Sogar der Wasserkönig konnte nicht widerstehen - auch er schloß sich dem Tanz an. Und er schwang so ungestüm das Bein, daß der Fluß aus seinen Ufern trat. Die Teufel bekamen es mit der Angst zu tun und machten sich aus dem Staub. Erzgrimmig waren sie, fletschten die Zähne, aber sie konnten dem Spielmann nichts anhaben. Der aber sah, daß der Wasserkönig den Menschen viel Unheil zugefügt hatte, waren doch die Felder und Gärten überschwemmt. Da stellte er sein Spiel ein, legte die Fiedel in den Ranzen und machte sich neuerlich auf die Wanderung.

Wie er so seines Wegs ging, kamen zwei junge Gutsherren auf ihn zugelaufen.

»Wir haben heute ein Fest«, redeten sie dem Musikanten zu. »Spiel uns auf, Herr Musikant. Wir werden dich reichlich belohnen.« Der Spielmann überlegte - bald brach die Nacht an, er aber hatte kein Dach überm Kopf und keinen Heller in der Tasche.

»Na schön«, meinte er, »ich spiel' euch auf.«

Da führten ihn die Herrchen in ein schönes Schloß. Dort waren feine junge Herren und Fräulein versammelt, so viele wie Bienen im Korb. Auf dem Tisch stand eine große, tiefe Schüssel. Die Gäste liefen der Reihe nach zum Tisch, tauchten einen Finger in die Schüssel und strichen damit über die Augen.

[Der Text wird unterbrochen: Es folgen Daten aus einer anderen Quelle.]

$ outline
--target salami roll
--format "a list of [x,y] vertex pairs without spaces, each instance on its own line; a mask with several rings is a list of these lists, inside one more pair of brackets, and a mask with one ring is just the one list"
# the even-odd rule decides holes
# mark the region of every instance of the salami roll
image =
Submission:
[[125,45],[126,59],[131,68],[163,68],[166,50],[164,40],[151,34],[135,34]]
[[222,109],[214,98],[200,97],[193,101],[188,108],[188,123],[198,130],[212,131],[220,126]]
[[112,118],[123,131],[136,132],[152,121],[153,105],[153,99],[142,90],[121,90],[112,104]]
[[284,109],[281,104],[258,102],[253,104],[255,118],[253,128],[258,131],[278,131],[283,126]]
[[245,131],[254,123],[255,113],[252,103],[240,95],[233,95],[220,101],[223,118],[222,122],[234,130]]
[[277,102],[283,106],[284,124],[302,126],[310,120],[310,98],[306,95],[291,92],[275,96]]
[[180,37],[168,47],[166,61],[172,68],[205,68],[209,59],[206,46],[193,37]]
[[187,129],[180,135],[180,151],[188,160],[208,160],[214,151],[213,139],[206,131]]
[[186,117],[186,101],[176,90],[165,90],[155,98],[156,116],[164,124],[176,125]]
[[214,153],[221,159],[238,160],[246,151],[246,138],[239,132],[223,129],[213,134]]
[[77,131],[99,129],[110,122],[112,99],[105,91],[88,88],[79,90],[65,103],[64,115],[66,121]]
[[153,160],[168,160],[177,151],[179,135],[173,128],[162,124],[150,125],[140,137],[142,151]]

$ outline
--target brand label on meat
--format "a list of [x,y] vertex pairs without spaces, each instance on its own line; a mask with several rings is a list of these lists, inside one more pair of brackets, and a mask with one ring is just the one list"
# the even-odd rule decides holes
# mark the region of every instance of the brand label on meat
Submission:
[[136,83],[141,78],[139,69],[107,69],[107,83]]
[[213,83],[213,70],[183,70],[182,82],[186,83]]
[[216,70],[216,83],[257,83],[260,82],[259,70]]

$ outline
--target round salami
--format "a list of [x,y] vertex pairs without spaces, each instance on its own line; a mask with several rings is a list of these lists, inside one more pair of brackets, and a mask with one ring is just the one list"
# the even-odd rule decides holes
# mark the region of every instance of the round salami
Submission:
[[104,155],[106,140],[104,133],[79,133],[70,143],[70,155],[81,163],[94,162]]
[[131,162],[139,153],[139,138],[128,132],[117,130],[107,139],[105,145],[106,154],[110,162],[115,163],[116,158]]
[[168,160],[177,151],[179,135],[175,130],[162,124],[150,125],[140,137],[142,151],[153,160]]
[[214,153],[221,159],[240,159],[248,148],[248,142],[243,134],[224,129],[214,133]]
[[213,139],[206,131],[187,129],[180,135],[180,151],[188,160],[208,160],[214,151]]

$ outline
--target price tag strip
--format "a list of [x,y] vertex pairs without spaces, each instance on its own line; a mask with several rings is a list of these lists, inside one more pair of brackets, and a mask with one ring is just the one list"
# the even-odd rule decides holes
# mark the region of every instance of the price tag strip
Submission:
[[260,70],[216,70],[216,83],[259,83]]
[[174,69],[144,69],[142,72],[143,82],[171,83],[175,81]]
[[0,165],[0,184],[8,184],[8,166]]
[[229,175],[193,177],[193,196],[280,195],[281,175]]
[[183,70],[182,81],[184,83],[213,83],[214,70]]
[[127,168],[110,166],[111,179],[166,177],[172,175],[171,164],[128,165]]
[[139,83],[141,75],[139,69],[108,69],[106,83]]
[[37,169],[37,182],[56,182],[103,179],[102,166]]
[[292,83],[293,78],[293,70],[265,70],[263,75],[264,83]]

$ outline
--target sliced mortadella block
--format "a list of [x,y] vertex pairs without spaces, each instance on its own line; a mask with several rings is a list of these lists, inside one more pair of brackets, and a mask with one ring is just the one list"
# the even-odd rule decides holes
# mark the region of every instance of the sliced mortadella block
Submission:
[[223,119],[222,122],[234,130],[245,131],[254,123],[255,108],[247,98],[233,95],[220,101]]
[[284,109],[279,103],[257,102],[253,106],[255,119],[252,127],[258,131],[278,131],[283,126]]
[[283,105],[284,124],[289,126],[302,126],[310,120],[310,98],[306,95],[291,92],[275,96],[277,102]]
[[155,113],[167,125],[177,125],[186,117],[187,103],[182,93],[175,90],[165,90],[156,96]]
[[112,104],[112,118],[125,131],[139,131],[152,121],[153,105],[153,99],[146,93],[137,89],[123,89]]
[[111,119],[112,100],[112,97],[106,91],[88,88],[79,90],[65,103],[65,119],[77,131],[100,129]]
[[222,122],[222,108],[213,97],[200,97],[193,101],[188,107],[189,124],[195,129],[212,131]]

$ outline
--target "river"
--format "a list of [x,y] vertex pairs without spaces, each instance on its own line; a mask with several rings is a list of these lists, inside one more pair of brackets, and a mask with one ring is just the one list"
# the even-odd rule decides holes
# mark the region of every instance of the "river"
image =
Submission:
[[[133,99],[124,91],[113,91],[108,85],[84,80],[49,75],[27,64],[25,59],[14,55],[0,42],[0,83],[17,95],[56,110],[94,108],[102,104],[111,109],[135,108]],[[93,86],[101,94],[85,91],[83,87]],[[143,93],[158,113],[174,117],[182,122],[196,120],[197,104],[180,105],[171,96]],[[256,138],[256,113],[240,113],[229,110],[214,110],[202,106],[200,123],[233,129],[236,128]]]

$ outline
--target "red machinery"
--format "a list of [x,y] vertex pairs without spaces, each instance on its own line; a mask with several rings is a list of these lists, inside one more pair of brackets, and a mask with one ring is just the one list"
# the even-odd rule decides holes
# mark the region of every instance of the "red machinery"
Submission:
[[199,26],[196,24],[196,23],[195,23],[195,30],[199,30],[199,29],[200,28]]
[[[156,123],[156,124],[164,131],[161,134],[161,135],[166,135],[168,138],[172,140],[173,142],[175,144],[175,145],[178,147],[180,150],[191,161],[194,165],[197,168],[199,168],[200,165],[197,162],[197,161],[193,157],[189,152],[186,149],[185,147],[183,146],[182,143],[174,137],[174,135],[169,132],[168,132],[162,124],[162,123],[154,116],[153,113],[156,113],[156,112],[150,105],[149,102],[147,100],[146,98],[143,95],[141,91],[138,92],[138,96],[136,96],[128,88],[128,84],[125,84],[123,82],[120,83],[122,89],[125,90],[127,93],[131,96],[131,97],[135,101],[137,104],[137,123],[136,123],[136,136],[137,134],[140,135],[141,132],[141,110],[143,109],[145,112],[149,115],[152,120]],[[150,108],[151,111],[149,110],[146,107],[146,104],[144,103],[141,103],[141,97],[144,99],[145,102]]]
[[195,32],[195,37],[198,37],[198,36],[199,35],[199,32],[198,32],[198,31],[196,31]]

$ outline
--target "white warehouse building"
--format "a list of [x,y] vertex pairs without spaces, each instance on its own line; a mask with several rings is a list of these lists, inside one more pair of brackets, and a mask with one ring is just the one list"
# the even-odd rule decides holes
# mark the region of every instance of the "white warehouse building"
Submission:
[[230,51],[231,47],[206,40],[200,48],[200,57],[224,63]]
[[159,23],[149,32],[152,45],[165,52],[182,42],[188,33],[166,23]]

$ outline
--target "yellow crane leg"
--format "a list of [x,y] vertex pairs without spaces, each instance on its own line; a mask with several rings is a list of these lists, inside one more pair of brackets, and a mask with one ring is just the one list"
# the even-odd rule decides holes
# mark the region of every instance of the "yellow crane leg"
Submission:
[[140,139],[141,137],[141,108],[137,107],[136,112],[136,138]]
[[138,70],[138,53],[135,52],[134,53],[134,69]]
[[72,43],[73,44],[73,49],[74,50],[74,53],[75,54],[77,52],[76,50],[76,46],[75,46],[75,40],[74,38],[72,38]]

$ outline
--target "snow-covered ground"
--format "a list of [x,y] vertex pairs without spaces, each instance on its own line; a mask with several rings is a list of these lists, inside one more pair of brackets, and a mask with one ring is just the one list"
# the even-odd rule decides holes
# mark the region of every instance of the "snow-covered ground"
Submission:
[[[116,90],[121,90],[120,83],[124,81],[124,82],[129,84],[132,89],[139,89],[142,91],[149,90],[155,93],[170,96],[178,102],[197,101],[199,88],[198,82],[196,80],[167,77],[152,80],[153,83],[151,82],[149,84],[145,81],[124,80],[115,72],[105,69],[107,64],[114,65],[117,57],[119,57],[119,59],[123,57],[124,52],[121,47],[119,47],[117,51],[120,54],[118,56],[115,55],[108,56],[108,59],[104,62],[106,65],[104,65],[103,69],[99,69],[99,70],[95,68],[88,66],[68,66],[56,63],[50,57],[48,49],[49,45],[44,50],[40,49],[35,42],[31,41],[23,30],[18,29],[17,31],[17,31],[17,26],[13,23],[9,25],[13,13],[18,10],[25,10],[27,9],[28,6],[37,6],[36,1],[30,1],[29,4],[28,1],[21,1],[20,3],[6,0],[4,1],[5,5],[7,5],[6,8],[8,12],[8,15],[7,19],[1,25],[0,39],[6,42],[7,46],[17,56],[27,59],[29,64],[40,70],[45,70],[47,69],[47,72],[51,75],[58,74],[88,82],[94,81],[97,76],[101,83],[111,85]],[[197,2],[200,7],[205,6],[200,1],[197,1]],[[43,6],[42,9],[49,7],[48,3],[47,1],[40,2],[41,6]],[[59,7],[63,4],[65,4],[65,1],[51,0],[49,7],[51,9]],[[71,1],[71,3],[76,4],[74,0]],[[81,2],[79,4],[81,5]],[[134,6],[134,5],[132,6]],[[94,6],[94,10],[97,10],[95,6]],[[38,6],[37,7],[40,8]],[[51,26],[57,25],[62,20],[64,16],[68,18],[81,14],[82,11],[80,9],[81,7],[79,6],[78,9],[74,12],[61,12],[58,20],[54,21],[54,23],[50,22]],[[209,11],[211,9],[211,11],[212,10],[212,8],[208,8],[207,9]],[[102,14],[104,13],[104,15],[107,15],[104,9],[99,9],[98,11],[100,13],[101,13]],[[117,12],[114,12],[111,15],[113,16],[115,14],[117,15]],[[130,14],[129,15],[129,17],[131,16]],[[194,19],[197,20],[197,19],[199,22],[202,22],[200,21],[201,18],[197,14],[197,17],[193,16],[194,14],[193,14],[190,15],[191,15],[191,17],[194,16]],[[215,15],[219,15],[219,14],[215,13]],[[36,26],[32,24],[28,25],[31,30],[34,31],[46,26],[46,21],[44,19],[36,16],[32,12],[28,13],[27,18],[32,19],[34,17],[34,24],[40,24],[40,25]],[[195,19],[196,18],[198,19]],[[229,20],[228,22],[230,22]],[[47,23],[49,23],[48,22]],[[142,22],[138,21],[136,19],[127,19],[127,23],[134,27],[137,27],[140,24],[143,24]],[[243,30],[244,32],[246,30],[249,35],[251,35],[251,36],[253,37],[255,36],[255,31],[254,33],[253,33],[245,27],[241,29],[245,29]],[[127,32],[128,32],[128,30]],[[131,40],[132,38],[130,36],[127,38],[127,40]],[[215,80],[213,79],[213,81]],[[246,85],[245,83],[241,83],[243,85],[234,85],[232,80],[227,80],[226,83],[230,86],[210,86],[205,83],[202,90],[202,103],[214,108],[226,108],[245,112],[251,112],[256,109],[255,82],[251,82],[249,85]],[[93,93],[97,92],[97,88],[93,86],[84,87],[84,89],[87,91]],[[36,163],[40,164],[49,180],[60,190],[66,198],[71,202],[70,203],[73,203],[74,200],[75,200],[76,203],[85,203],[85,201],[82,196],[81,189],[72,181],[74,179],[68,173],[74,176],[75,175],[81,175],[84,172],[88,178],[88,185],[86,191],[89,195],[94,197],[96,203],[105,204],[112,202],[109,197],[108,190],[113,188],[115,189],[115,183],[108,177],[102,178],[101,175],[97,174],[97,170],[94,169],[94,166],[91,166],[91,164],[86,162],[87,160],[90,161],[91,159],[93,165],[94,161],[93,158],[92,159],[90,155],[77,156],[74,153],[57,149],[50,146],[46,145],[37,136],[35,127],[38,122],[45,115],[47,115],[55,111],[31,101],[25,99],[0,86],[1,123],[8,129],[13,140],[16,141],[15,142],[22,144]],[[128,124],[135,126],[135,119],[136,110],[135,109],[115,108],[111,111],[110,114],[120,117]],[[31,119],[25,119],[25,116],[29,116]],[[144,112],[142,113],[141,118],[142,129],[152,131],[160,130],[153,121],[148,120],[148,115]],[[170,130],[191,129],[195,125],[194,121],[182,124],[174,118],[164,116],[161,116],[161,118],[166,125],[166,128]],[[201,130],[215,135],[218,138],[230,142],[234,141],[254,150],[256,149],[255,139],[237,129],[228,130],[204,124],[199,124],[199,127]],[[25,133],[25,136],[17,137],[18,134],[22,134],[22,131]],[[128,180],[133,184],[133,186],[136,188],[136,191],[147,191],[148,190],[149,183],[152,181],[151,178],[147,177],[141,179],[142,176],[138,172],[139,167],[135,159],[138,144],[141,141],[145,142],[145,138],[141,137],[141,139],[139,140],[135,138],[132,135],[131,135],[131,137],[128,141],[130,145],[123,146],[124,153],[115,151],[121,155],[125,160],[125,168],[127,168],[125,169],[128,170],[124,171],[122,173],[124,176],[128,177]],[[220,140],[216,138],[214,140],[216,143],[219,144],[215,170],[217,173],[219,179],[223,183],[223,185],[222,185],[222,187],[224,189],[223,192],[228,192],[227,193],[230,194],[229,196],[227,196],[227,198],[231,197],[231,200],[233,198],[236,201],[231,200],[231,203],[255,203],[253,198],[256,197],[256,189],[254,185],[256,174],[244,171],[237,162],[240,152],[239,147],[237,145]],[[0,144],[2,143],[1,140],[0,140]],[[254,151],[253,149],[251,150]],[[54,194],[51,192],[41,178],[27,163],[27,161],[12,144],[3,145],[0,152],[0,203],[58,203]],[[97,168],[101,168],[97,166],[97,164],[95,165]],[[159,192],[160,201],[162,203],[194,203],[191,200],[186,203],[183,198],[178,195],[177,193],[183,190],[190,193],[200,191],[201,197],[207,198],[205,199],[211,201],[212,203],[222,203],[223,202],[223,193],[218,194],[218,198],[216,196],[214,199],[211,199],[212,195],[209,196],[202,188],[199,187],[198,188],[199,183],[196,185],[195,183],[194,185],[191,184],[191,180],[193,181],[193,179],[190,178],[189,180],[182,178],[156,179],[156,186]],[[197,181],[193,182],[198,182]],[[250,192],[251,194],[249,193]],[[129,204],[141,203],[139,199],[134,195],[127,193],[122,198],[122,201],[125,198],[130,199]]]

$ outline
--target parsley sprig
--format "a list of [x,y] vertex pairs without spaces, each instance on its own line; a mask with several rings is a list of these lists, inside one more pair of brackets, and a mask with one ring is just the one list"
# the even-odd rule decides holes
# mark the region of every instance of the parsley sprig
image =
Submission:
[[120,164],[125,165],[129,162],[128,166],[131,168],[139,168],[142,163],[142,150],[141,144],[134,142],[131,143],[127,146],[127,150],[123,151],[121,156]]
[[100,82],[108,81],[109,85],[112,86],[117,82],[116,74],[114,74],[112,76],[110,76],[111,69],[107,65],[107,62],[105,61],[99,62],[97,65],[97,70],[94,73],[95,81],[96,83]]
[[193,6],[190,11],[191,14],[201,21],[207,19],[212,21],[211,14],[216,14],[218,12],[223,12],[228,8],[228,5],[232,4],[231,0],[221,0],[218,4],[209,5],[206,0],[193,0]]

Da ging auch der Spielmann zu der Schüssel, benetzte den Finger und fuhr damit über die Augen. Kaum hatte er das getan, da sah er, daß hier keine Herren und Fräulein waren, sondern samt und sonders Teufel nebst Teufelinnen, und das Schloß war kein Schloß, sondern eine finstere Hölle.

>Ach so<, dachte der Spielmann. >Zu so einem Fest haben sie mich geladen! Na schön! Ich werd' ihnen jetzt eins aufspielen!< Er stimmte seine Fiedel, strich mit dem Bogen über die Saiten, da zerfiel die ganze Hölle in Staub und Asche, die Teufel und Teufelinnen aber liefen davon.